Avevo portato con me una foto di come avevo i capelli nel 2011 e lei ha cercato di rifarli uguali tra i vari commenti (mai negativi) "certo che hai proprio tanti capelli" (e che non lo so :-)), "certo che sono proprio spessi" (e che non lo so :-)) "certo che sono proprio secchi" (e che non lo so, mica sono nata ieri :-)). Poi me li ha fatti lisci, tutti i parrucchieri fanni i capelli lisci, a meno che tu non abbia fatto la permanente, chissà perché. Mentre ci stava lavorando le ho detto, "io però sono un tipo da capelli spettinati :-)", l'aveva capito, però li ha lisciati perfettamente lo stesso, che mica mi poteva mandare via spettinata e con capelli crespi. E così io sono uscita da lì felice, in ordine e con qualche metro in meno di capelli sulla testa :-).

I miei capelli in terra :-)

Dopo un'ora ho messo il casco e sono uscita per 70 km in bici, potete immaginare quanto del lavoro perfetto che aveva fatto mi sia rimasto in testa, lo dico sempre, inutile sistemare i capelli, tanto tra un'ora esco ad allenarmi :-).

martedì 13 novembre 2018

Palla grassa in fiore :-)

Ragazzi, qui continua ad essere bel tempo. Incredibile! Quando ci penso, penso che è per questo che ci siamo trasferiti qui. Non per l'estate, che in realtà è fin troppo calda, ma per avere un autunno così e vediamo se anche l'inverno :-).

Pianta grassa in fiore

Queste belle giornate di sole!
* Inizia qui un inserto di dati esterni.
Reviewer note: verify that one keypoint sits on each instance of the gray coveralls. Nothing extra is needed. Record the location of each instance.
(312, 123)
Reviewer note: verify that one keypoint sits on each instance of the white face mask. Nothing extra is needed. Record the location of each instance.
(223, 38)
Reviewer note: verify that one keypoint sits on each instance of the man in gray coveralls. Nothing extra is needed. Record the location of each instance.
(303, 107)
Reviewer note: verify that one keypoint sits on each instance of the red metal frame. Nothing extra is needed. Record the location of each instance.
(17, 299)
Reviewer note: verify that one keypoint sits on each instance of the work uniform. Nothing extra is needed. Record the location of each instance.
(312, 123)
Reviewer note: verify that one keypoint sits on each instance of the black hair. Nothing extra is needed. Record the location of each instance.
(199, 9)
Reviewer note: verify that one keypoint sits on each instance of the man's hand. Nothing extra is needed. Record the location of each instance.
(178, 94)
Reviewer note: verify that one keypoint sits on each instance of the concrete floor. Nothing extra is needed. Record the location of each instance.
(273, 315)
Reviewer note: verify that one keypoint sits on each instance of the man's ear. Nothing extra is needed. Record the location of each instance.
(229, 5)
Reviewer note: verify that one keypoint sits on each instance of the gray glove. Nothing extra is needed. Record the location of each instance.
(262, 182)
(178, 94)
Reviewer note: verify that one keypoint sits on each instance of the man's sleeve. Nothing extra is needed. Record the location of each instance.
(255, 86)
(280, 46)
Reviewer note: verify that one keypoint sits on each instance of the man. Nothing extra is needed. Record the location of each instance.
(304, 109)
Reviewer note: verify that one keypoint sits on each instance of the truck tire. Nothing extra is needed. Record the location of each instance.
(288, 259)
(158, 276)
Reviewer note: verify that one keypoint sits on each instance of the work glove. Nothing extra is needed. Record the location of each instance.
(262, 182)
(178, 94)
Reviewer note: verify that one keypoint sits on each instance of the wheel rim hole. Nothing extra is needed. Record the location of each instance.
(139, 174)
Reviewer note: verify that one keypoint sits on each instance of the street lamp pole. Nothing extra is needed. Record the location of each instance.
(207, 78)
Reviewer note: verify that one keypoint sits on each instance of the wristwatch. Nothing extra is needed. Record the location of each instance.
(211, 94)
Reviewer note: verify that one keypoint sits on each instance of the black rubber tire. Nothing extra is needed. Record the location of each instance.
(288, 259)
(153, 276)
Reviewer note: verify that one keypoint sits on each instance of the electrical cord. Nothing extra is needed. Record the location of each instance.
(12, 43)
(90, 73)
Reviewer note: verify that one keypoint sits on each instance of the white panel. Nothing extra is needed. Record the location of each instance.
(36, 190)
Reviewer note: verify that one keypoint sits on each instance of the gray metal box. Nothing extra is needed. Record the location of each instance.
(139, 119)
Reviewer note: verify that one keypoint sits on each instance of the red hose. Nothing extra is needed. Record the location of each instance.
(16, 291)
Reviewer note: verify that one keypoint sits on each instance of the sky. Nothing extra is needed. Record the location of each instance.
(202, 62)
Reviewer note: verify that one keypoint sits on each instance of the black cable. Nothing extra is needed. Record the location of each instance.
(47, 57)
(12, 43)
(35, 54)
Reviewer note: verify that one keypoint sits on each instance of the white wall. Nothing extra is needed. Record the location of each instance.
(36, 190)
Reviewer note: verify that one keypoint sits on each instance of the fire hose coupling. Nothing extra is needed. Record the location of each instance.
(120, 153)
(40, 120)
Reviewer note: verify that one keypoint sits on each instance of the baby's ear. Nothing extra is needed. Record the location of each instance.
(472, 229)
Con temperature oltre i 20 gradi. Si va ancora in maniche corte e calzoncini in bici e a correre. Il pranzo si fa in terrazza e quando batte il sole i gradi superano i 30! Ma non sono 30 gradi fastidiosi, sono 30 gradi piacevoli.

La sera a volte vado a camminare, tra i sei e i dieci km e anche allora basta una maglietta e dei pantaloni corti, a metà novembre!

Fa buio verso le 18, se penso che in Svezia di luce ne vedevo pochissima. Ieri pomeriggio ho avuto una riunione con Lituania e Svezia e alla fine, verso le 15, si lamentavano che era già buio da un po', io ridevo hihihi :-). Da me batteva il sole, avevo chiuso la finestra per il troppo rumore che veniva dalla piazza e stavo facendo la sauna!

Sono così contenta che ce l'abbiamo fatta! Siamo a Maiorca!

Pianta grassa in fiore

Intanto questa palla grassa di pianta ha messo su i fiori, non lo avrei mai creduto! Tutto può succedere! Tutto si può avverare!

lunedì 12 novembre 2018

Streets of Orient

Per vedere le cascate del Salt des Freu abbiamo lasciato la macchina vicino Orient. Ci passiamo in bici quando facciamo uno dei nostri lunghi, saliamo a Coll d'Honor e scendiamo per quella bella strada con serpentine con un asfalto bruttissimo, ve lo avevo raccontato qua.

In bici non ci fermiamo mai, veloci attraverso il paesino per poi scendere verso la pianura. Quella è una bella discesa con un bell'asfalto.

Strade a Orient, Maiorca

Strade a Orient, Maiorca

Questa volta non avevamo fretta. Ho letto che è abitato da più o meno 30 persone. Non ci sono servizi ma solo uno o due hotel, non ho ben capito, e qualche ristorante che quando è stagione ciclistica si riempiono appunto di ciclisti stanchi.

Strade a Orient, Maiorca

Strade a Orient, Maiorca

Sembra che anche fuori stagione sia molto popolare durante il fine settimana quando i maiorchini fanno "gite" in macchina fino ad Orient per un pranzo al ristorante.

Ma per noi sedere ore e ore a tavola non è certo un'attività allettante, preferiamo una bella camminata  nelle strade deserte e un panino :-).